2) returned with nginx on uhttpd, but not from good life, as soon as LuCI web interface no longer hard-boiled eggs, go back to the nginx; and while employed in the configuration workaround for uhttpd, that he somehow stir;
3) With frequent reinsertion I noticed that the router is, straying time, so added ntpclient (with luci-app-ntpc); and then shot down time do not go through the tunnels data, in particular this applies to Tor.
r11215
1) Provides 2 options:
a. fast - everything is the same as in the previous r11001 (a full set of software, included hardware NAT), and with aggressive optimizations for speed in the assembly;
b. lite - similar r11001 recruitment software, but hardware NAT is enabled, also used aggressive optimization when building speed.
Options such as normal, spiXX did, because in normal kind already as it makes no sense (and so all works surprisingly stable) and spiXX, say, no one needs. Write, if anyone will need.

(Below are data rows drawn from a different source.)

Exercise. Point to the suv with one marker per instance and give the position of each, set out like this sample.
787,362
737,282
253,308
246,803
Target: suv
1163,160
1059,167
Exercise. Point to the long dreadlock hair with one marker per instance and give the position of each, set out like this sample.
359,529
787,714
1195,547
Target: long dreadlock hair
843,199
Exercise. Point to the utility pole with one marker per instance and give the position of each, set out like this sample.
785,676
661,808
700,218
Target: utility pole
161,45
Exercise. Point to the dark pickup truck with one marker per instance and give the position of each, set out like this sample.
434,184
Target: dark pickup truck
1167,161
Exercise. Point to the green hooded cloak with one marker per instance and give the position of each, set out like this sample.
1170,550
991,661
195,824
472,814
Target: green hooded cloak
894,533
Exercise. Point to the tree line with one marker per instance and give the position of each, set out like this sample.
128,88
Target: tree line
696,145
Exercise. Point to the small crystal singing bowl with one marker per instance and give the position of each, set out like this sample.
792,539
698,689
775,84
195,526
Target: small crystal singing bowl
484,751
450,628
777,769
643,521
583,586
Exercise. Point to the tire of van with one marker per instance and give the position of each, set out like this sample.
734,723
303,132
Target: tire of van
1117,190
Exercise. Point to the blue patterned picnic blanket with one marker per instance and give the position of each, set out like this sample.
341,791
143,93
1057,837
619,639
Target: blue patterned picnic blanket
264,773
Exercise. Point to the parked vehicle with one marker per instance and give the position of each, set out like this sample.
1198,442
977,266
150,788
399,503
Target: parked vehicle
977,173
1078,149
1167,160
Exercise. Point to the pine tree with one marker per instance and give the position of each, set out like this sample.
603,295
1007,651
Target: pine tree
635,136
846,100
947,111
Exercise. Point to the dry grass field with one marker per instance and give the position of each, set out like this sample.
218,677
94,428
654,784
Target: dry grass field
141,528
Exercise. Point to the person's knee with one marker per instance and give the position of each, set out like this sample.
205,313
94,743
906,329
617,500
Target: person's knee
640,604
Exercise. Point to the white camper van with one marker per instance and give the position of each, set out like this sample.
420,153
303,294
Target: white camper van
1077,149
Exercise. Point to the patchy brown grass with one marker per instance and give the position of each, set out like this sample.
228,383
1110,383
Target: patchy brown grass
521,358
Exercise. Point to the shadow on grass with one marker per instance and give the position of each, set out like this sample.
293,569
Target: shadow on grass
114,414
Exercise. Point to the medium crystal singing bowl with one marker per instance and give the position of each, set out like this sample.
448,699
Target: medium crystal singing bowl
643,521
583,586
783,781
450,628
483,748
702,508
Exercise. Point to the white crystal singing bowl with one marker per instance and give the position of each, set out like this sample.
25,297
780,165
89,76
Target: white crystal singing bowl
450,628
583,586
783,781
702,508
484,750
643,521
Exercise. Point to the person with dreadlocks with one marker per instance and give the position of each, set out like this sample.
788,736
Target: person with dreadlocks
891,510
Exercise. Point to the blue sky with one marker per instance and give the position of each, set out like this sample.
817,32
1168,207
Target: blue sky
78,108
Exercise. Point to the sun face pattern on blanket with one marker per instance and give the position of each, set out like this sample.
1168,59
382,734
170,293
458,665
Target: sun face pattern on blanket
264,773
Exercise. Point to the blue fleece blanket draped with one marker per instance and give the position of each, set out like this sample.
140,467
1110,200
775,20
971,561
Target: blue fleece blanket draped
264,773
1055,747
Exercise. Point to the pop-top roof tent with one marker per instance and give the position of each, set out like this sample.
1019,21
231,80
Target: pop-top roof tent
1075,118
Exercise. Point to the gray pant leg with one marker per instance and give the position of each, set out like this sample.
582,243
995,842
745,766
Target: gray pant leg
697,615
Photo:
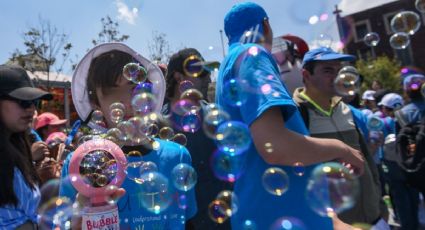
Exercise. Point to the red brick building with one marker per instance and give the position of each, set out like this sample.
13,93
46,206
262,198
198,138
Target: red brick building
355,26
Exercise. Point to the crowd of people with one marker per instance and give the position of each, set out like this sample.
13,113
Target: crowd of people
280,110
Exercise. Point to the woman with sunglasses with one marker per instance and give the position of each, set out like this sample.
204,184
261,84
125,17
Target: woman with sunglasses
19,192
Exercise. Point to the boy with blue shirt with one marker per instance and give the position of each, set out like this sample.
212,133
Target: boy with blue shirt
273,120
97,83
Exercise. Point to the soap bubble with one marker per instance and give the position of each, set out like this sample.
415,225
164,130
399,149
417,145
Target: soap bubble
331,189
347,82
144,103
371,39
230,199
192,66
212,120
226,167
275,181
399,41
135,73
233,137
374,123
155,195
298,168
288,223
217,211
184,177
420,6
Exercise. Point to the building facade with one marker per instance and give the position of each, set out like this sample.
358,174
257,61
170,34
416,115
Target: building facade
352,29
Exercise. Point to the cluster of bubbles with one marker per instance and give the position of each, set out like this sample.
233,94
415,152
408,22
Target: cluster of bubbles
98,168
403,25
347,82
331,189
223,206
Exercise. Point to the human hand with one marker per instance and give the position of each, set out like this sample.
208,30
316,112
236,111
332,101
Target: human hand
352,159
39,151
84,201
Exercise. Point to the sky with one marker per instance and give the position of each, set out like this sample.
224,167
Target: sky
186,23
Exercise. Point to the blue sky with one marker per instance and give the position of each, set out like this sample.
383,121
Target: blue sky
187,23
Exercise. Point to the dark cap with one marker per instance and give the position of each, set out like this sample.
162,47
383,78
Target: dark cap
15,83
187,61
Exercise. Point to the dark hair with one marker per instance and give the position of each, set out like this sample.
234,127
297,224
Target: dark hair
15,151
170,83
105,71
414,95
41,131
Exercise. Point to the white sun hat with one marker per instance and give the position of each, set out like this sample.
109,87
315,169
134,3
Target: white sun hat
80,95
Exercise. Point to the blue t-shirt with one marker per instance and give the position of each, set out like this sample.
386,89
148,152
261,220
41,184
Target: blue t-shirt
26,210
260,89
132,214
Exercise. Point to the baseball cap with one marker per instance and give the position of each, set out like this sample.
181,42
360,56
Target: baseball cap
326,54
368,95
413,81
392,100
15,83
301,47
48,119
241,18
187,61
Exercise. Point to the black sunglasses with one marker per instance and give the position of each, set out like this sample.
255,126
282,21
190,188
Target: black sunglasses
25,104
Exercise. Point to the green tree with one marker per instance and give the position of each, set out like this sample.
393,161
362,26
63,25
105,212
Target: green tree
159,48
383,69
46,49
109,32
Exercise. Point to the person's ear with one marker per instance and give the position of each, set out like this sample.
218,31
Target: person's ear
306,75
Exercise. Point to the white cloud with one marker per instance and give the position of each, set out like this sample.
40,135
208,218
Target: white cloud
125,13
354,6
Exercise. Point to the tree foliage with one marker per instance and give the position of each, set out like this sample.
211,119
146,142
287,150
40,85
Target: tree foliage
46,49
159,48
383,69
109,32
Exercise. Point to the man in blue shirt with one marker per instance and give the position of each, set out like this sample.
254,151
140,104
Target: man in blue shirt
276,126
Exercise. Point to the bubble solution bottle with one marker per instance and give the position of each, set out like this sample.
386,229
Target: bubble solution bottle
99,168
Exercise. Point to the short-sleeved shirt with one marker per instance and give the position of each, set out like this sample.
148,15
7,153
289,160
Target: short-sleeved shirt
132,213
259,90
26,210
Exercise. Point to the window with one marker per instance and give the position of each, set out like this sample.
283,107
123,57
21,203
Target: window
361,28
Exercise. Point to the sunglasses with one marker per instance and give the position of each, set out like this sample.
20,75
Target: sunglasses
25,104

2) If you are upgrading / firmware automatically cut down zhruchie or unnecessary in most cases service: vlmcsd, mjpg-streamer, softethervpnclient, yggdrasil, https_dns_proxy, mdadm, haveged, mwan3, noddos. Also conditionally disabled (not used): relayd, pptpd, xl2tpd.
3) If the update lock bypass list does not work, the new scripts, etc. Files to update rblbypass lists. * Must be manually copied from the / rom / etc in / etc.